Dollie died in 1912 when much about pellagra was misunderstood.   First reported in 1902, pellagra is a disease manifested by skin lesions, diarrhea, depression and sometimes dementia.   Patients are said to "waste away." Many cases were misdiagnosed as I suspect Dollie's was - she certainly would have been wasting away, and depressed, if she was mourning over the death of her husband less than two years earlier.  She may also have been suffering from an undiagnosed cancer or other illness.

In the rural South in the very early 1900's, pellagra reached epidemic proportions with high rates of morbidity.  Doctors blamed the disease on an unknown toxin or germ, believing it to be an infectious disease.  Not until 1915 was the link made between pellagra and diet, although several more years would pass before the lack of niacin was found to be the causative factor.

Pellagra is a nutritional disease caused by a deficiency of Vitamin B, or niacin.  Although pellagra can be caused by a metabolic disorder, the disease is usually related to a diet highly dependent upon corn.   Overwhelmingly, pellagra was found among the rural poor in the early 1900's.   Reliance upon corn and corn products (cornbread! grits!) combined with a diet lacking in fresh fruit and vegetables as well as meat, especially in winter months, made most Southerners at risk for pellagra.  The availability of milled flour after the Civil War also played a role since most of the vitamins were removed during the wheat milling process.  After the Great Depression, commercially packaged white flour was enriched with niacin.  Pellagra was essentially eradicated by 1960.

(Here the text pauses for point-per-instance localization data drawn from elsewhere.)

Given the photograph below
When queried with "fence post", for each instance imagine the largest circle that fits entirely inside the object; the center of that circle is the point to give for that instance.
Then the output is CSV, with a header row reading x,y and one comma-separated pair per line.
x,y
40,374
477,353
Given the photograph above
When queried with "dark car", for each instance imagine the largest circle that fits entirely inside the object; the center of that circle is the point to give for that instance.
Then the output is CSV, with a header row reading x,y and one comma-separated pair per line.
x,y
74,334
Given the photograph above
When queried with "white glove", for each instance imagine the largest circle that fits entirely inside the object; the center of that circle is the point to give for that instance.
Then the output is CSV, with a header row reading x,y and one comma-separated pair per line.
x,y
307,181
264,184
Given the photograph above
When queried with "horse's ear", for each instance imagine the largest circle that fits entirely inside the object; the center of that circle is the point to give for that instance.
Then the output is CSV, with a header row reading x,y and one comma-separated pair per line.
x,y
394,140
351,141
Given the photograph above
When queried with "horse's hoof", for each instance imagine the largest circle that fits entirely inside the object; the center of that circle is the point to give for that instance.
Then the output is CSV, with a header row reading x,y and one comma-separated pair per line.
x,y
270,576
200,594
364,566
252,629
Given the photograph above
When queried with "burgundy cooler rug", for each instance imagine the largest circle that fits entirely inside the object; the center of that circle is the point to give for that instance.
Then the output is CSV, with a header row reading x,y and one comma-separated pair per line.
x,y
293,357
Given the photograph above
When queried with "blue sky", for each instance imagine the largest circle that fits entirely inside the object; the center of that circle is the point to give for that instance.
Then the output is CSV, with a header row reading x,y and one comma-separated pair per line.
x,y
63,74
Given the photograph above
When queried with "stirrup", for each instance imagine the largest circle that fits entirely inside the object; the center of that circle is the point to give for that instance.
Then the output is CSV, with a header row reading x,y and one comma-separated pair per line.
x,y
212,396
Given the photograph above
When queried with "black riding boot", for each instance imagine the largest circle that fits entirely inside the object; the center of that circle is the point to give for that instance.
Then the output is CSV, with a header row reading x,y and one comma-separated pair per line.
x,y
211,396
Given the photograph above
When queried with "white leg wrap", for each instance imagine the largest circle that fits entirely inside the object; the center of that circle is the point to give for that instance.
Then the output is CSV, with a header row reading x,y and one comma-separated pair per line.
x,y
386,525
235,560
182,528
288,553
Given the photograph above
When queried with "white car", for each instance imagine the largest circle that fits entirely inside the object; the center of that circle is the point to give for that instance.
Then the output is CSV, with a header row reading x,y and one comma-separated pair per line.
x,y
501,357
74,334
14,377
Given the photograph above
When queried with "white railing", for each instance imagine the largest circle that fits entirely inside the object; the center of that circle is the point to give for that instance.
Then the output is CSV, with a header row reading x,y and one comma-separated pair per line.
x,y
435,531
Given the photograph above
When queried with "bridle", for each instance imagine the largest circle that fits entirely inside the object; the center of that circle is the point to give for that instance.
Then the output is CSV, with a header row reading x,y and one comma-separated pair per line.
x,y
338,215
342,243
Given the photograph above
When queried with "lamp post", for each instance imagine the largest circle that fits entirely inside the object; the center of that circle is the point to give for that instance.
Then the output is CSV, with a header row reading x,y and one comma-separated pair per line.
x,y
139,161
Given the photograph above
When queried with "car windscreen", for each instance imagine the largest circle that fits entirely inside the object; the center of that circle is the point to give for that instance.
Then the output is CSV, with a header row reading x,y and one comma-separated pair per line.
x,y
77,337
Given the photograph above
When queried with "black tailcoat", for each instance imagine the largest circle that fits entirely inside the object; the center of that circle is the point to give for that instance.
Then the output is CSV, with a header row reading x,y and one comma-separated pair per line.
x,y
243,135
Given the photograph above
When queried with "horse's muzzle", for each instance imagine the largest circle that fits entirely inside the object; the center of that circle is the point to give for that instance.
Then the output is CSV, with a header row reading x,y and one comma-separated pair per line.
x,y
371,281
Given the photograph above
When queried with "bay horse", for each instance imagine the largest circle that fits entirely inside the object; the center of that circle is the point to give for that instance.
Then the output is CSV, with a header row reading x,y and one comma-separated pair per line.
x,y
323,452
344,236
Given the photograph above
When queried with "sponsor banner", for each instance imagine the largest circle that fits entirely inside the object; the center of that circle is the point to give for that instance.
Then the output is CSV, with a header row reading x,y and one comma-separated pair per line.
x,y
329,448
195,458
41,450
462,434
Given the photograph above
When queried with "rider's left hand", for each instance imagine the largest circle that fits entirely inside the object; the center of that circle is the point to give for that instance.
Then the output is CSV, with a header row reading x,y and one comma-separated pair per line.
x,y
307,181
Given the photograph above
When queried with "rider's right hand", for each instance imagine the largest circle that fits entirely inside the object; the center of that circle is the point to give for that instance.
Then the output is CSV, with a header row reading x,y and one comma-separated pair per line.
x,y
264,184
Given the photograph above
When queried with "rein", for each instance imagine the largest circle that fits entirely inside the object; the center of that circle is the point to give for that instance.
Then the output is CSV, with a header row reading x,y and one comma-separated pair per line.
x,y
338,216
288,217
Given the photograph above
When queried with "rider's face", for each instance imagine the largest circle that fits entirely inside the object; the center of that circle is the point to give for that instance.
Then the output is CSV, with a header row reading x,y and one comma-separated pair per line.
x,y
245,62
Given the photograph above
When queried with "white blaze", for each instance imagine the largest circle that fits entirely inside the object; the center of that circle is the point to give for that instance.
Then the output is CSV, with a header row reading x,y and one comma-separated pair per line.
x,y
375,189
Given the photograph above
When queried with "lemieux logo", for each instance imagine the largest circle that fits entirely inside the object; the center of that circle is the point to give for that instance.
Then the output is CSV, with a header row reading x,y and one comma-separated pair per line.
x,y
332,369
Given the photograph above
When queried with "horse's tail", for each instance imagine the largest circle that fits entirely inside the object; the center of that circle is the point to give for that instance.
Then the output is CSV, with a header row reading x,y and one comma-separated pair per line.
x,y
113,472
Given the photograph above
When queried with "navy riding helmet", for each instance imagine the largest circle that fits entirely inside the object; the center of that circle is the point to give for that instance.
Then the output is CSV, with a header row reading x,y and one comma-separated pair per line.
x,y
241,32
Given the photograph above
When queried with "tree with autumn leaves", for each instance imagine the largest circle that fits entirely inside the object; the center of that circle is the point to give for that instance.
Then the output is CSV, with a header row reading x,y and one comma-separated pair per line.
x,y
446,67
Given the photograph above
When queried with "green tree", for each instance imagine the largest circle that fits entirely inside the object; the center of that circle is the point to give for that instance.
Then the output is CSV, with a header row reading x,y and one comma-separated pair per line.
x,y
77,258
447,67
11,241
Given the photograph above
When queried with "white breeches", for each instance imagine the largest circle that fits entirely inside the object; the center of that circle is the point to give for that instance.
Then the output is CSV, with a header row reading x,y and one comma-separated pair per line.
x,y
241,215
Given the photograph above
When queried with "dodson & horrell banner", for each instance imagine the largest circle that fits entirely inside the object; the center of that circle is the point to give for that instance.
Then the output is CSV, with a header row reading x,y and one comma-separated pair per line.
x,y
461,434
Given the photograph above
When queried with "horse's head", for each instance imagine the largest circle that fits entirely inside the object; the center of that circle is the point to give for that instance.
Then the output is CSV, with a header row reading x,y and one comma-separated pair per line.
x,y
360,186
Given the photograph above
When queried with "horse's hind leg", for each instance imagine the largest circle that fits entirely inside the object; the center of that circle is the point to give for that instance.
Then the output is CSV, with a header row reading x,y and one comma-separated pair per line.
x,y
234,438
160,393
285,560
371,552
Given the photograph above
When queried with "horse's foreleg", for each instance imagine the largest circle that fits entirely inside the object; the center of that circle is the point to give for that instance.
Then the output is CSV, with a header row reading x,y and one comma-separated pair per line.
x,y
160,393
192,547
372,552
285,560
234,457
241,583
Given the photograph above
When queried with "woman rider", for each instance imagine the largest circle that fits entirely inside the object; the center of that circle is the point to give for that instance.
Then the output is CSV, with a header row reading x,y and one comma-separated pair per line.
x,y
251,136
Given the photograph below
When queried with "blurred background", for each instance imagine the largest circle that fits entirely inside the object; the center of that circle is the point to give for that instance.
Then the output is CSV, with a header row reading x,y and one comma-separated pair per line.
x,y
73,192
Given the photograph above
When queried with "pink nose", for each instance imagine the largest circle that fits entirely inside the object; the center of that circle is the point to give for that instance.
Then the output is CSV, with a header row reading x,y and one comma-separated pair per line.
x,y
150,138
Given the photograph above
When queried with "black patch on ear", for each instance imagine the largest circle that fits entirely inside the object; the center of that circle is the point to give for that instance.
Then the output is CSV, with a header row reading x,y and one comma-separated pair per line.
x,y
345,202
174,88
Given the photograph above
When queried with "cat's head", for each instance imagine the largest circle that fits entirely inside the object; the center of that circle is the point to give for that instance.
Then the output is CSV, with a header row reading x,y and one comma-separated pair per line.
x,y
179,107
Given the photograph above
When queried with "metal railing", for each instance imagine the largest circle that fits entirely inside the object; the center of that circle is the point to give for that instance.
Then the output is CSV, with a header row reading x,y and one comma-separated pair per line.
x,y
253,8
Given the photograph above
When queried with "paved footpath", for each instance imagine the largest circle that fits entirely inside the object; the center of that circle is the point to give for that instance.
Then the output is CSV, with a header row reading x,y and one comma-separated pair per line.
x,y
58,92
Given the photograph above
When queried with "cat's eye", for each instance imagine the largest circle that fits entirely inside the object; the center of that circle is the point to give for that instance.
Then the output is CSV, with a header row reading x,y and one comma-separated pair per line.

After her death, Dollie was buried next to her beloved John in the Cofield-Cockrell Cemetery near John's family home north of Shottsville.  She was survived by five children:  Clyde, Ruby, Louis, Pearl and Pauline, along with both her parents, a brother Luther, and two sisters, Millie Frances Shotts and Louella Clemontine Davis.  Dollie's young daughters went to live with Dollie's sister-in-law, Vannah Cofield Harbor, in Tremont while her sons moved in with their grandfather, Sam Cofield.